GFRP columns are crafted from a modern material that was invented just a few decades ago, but their designs are often inspired by the architecture of Ancient Greece and Rome. Classical Glass Fiber Reinforced Polymer columns typically fall under one of five major classical orders. Read on to learn more about each type.

Composite GFRP Columns

As the name implies, Composite FRP columns are actually a blend of two orders: Ionic columns and Greek Corinthian columns. Composite Glass Fiber Reinforced Polymer columns can be distinguished from the other major orders by their capitals. The portion crowning Composite GFRP columns is typically embellished with both scrolls and acanthus leaves. Composite columns are usually about 11 to 12 times higher than they are wide, making them thinner than those that are part of some of the other classical orders.

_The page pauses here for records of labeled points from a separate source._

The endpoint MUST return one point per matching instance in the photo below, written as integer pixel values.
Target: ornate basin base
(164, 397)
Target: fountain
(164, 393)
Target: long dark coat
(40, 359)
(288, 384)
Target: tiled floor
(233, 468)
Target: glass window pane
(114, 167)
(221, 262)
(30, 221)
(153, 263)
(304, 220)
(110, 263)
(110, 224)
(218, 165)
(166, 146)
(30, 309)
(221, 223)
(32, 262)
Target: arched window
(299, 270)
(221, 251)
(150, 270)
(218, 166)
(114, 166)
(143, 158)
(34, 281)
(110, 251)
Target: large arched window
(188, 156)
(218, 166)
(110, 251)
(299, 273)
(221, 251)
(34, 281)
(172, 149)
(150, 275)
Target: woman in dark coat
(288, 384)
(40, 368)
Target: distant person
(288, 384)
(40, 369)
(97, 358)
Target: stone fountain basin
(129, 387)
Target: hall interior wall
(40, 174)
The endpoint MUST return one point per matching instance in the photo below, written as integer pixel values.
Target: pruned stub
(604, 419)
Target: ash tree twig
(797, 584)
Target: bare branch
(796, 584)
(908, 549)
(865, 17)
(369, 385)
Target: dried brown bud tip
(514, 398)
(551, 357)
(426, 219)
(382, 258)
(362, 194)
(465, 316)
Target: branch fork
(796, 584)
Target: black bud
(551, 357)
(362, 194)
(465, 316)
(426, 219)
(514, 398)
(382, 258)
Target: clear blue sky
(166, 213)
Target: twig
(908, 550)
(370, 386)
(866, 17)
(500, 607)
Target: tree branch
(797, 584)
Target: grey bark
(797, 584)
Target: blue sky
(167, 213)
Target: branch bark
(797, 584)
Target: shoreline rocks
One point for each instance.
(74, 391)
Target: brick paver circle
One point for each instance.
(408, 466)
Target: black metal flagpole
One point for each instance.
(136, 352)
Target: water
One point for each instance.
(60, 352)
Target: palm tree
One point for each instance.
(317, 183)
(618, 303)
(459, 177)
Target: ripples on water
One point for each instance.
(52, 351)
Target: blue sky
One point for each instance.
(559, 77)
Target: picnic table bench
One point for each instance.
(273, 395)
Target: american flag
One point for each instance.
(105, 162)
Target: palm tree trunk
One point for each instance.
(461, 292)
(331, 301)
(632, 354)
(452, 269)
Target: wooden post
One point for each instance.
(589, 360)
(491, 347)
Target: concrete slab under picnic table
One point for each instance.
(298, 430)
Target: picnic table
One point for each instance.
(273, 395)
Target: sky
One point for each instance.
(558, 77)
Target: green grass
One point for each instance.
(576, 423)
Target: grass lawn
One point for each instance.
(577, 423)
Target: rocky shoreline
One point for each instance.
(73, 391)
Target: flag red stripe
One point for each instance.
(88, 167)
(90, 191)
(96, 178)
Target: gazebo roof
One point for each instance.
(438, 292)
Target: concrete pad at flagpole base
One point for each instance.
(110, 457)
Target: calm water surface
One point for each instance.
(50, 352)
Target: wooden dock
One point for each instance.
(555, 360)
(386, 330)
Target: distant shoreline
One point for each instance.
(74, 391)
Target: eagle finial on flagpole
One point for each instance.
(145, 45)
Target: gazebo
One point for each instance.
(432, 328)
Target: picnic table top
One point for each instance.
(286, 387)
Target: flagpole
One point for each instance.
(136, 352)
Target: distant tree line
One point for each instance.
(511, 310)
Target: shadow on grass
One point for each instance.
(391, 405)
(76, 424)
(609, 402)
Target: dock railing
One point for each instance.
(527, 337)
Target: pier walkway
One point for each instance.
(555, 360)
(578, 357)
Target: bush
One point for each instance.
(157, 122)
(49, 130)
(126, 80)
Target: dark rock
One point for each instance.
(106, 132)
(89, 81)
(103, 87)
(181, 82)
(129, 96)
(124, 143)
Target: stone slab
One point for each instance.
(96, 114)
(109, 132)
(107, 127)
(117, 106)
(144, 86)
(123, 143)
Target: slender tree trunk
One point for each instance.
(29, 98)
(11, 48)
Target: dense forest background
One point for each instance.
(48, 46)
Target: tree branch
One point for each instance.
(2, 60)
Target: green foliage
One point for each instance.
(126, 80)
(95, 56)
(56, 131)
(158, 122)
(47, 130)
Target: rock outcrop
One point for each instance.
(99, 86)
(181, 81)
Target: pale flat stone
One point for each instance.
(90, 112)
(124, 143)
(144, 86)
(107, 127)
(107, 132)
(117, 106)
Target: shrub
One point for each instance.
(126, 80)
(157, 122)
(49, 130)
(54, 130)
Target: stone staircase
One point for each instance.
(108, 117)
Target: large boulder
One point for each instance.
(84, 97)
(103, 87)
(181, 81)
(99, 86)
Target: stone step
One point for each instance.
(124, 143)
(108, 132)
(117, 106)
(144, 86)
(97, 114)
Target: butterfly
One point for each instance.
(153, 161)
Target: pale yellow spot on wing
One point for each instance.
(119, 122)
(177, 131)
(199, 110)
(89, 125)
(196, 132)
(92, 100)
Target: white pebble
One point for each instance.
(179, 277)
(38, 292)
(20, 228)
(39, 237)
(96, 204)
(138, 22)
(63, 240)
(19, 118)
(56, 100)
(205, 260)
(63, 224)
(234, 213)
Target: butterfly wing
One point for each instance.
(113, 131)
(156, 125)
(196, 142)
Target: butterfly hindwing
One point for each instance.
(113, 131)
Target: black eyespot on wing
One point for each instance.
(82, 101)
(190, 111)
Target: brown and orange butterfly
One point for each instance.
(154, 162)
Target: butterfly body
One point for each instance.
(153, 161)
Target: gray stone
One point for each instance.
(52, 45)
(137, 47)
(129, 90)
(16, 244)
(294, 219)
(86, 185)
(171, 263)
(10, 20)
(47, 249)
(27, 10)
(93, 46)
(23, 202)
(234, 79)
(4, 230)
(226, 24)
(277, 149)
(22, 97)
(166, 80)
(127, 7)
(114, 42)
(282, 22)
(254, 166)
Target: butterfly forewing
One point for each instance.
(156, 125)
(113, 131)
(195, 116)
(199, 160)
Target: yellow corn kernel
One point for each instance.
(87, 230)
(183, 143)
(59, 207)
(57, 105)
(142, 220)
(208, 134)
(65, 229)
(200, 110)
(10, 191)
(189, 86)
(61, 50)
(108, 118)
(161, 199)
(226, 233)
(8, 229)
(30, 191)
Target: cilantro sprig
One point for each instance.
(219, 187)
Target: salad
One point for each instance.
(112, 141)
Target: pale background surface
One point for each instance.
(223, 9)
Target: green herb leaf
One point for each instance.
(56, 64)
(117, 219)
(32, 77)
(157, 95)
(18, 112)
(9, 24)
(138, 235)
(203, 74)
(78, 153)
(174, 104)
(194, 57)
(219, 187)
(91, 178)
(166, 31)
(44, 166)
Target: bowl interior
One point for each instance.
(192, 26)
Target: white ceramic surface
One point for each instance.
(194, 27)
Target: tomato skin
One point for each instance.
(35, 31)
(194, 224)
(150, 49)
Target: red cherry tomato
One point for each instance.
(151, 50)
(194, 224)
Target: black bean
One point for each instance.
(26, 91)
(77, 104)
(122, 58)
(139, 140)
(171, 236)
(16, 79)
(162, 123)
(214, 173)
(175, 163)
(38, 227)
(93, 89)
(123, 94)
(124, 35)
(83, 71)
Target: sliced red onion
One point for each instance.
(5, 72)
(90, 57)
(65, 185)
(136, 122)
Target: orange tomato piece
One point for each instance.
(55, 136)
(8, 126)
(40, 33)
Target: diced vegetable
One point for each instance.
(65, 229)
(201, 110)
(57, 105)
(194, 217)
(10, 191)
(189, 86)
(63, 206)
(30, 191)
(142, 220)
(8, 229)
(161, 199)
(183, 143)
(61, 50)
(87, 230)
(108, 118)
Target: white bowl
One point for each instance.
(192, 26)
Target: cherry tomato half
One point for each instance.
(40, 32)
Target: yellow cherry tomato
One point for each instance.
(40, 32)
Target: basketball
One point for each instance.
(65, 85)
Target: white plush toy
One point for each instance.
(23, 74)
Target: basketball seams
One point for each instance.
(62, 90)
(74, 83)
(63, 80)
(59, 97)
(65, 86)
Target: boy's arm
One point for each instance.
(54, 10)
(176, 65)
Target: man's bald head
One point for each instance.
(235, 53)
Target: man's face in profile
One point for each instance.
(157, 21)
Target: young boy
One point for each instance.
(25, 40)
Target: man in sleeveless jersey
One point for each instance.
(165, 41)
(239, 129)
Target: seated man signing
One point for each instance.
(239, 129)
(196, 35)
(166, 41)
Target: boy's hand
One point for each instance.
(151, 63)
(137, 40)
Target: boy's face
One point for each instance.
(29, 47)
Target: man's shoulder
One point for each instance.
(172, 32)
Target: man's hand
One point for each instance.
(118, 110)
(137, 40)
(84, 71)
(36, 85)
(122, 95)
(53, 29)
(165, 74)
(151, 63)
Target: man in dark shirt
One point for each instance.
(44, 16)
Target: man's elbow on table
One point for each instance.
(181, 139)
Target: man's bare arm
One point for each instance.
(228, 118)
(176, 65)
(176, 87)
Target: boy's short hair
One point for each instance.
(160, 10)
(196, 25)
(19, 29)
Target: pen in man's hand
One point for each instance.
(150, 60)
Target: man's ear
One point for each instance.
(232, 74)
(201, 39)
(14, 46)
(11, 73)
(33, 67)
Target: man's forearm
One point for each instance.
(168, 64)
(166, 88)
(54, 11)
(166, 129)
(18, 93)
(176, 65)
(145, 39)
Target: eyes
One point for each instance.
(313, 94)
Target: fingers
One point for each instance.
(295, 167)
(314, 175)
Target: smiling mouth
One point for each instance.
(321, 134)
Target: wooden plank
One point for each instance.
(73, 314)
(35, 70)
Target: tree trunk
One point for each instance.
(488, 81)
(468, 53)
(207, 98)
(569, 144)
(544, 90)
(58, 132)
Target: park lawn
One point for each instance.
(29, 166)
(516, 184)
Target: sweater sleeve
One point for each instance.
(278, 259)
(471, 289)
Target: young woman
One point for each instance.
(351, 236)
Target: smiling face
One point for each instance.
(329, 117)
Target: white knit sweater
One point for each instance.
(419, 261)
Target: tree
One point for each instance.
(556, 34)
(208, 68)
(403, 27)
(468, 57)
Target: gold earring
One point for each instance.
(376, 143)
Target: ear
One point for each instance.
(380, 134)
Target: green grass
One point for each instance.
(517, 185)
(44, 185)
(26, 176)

Greek Corinthian GRP Columns

The shafts of Greek Corinthian fiber reinforced polymer columns are quite slender, giving these elements a somewhat delicate appearance. These columns feature an elaborate design, and are decorated with acanthus leaves and attractive capitals that are shaped like inverted bells. Greek Corinthian columns are also often referred to as Temple of the Winds columns.

Roman Corinthian Fiber Reinforced Polymer Columns

Roman Corinthian GFRP columns are characterized by the two tiers of involved leaf designs that usually appear at the tops of these elements. The shafts of these classical columns are typically quite slender, and may be smooth or fluted.

Ionic GFRP Columns

Ionic Glass Fiber Reinforced Polymer columns have a height to thickness ratio of approximately nine to one, which gives these columns a solid, strong appearance. They usually rest on supportive bases, and the shaft is often fluted. All four corners are embellished with scrolls, and Ionic GFRP columns can often be found on universities and other institutions of higher learning.

Greek Doric FRP Columns

Perhaps the most famous Doric columns in the world are those that were constructed for the Parthenon in Greece. This is the oldest type of classical column that is still manufactured today, and these columns can be distinguished by their simplicity of design. Greek Doric Glass Fiber Reinforced Polymer columns are also considerably thicker than those that are part of other classical orders. The shaft is fluted, the capital is very plain in appearance, and bases are not used. The low height to width ratio of Greek Doric GFRP columns provides these elements with an unmistakable appearance of formidableness and strength.